Unas noches atrás entró un mensaje en nuestro grupo familiar a las cinco de la mañana y lo contesté. Mi hermana me preguntó qué hacía despierta y si quería aprovechar para hablar un poco. Me llamó. No somos de hablar mucho por teléfono, yo estoy siempre ocupada y las cinco horas de diferencia entre nuestras ciudades no ayudan. Mientras hablábamos escuché la voz de mi mamá que, por detrás, le pedía que me preguntara por sus plantas. 

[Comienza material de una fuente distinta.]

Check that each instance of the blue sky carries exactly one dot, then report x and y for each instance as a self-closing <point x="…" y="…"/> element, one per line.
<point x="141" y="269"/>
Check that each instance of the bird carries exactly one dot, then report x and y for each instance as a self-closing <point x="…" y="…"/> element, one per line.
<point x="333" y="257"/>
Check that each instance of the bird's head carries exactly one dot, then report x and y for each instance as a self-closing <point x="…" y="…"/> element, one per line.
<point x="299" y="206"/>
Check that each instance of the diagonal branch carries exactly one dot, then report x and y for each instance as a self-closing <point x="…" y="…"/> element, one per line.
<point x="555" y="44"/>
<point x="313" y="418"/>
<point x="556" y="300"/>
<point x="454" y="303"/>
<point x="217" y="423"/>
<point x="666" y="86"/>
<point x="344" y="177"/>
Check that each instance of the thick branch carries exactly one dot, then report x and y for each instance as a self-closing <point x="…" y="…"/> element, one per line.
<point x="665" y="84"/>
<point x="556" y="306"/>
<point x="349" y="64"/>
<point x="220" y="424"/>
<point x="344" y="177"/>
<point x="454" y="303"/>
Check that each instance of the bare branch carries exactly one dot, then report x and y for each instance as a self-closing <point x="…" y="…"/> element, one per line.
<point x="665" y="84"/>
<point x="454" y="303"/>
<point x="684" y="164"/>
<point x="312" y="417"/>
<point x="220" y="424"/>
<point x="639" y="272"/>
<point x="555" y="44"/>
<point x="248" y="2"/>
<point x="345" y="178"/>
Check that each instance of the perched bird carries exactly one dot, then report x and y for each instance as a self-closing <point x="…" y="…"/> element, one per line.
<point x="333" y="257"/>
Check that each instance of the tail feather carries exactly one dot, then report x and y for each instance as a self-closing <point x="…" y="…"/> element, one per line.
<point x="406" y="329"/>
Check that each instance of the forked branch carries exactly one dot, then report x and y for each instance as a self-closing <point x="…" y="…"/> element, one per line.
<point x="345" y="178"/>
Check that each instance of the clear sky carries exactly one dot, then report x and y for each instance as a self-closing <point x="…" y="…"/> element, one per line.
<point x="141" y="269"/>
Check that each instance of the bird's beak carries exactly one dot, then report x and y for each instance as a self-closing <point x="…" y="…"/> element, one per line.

Antes de irse, mi mamá me pidió que fuera al menos una vez al mes a su casa para regarlas y mantenerlas con vida, pero desde que viajaron fui una sola vez. No me gusta ir a esa casa cuando no hay nadie, tampoco cuando ellos están. Prefiero encontrarme en restaurantes, en lugares neutrales. Hay algo de ese lugar que no me hace bien. Pocos días antes de la conversación con mi hermana, había hecho la excursión a lo de mis padres, había revisado cada habitación, asegurado cada ventana, hecho correr el agua de las canillas. ¿Por qué te fuiste a vivir allá? le pregunté por teléfono a mi hermana. Tuvo que pensar un rato y después me dijo lo de siempre, que Buenos Aires no era para ella. ¿No creés que te escapaste de los viejos? le dije, y me devolvió su risa aguda y aniñada que me hizo separar la oreja del teléfono. 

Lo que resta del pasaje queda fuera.